Thai Ministry of Public Health said the rate of HIV transmission from pregnant mothers to their newborns in Thailand declined from 10.3 percent in 2003 to 1.91 percent in 2015, a figure that was validated to meet WHO's criteria for elimination -  mother-to-child transmission rates of less than 2 percent and fewer than 50 new infections in 100,000 births.

The announcement marks the first time with one of Asia's most HIV-ravaged societies to eradicate mother-to-child transmission of the diseases.
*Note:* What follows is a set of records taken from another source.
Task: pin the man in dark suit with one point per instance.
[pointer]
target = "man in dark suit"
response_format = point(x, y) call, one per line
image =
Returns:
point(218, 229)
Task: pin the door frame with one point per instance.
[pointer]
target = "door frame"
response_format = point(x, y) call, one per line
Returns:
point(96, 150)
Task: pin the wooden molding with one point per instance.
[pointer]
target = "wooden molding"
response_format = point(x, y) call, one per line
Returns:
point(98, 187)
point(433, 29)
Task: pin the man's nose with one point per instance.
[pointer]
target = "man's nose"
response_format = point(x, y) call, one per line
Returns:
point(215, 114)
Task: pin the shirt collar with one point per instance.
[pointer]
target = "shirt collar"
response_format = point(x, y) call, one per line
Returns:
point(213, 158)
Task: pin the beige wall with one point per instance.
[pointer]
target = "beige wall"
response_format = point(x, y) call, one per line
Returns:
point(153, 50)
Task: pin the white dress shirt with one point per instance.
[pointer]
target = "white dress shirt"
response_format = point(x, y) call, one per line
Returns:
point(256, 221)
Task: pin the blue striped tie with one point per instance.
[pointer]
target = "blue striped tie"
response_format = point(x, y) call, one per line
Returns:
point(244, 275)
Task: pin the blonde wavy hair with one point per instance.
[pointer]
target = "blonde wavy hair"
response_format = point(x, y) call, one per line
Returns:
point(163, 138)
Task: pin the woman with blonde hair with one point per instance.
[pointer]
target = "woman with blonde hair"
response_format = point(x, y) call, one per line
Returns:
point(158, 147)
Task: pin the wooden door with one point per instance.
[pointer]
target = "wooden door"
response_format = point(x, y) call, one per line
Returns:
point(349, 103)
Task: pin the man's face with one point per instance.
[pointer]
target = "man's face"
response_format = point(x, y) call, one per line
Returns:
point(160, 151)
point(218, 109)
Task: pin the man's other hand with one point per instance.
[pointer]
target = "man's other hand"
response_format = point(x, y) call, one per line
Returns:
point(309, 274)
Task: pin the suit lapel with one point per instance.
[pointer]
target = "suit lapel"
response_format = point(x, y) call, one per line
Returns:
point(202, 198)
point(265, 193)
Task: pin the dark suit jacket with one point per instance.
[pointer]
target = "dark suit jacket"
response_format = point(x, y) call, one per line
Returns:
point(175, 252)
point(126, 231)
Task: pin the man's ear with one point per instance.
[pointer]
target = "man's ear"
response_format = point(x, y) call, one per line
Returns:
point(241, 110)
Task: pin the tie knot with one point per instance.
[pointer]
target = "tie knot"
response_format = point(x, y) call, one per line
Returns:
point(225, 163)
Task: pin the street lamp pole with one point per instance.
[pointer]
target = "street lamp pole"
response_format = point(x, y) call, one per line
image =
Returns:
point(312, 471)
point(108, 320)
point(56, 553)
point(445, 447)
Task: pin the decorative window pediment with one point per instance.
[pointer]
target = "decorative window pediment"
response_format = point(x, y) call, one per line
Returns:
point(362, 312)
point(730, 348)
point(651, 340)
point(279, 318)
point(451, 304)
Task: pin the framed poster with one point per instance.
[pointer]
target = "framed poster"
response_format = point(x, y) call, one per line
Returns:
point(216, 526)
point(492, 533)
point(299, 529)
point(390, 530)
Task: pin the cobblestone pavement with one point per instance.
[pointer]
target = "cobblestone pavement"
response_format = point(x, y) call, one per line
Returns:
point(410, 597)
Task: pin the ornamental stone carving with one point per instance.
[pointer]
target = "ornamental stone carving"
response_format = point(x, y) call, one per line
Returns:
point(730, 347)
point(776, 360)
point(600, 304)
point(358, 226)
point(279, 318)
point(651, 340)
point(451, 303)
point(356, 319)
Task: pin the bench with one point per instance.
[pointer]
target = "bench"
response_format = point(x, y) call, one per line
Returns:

In 2014, an estimated 450,000 people were living with HIV in Thailand.

Describing the elimination as a "remarkable achievement," the WHO said Thailand had "demonstrated to the world that HIV can be defeated."

The achievement comes from Thailand's strong prenatal care from large cities all the way to the poorest villages. Nearly all pregnant Thai women are screened for HIV, 95 percent of those who test positive are treated to prevent transmission to their babies and almost 100 percent of babies born to HIV-positive mothers are given antiretroviral drugs.

HIV is passed from mother to child either in the womb or during labor, delivery or breastfeeding, and if untreated, there is a 15- 45 percent chance of the baby inheriting HIV from its mother.

When treatment is given in the form of antiretroviral medicine crucial stages, that chance is reduced to 1 percent.

Daniel Kertesz, WHO representative to Thailand, said: "Thailand is one of only a few countries that have broadened universal healthcare to include migrant women, making prevention of mother-to-child transmission affordable for everyone."

There are hundreds of thousands of migrant women from neighboring countries working in Thailand. A Thai government report in 2010 found that migrant women were two to three times more likely to be infected with HIV in the country.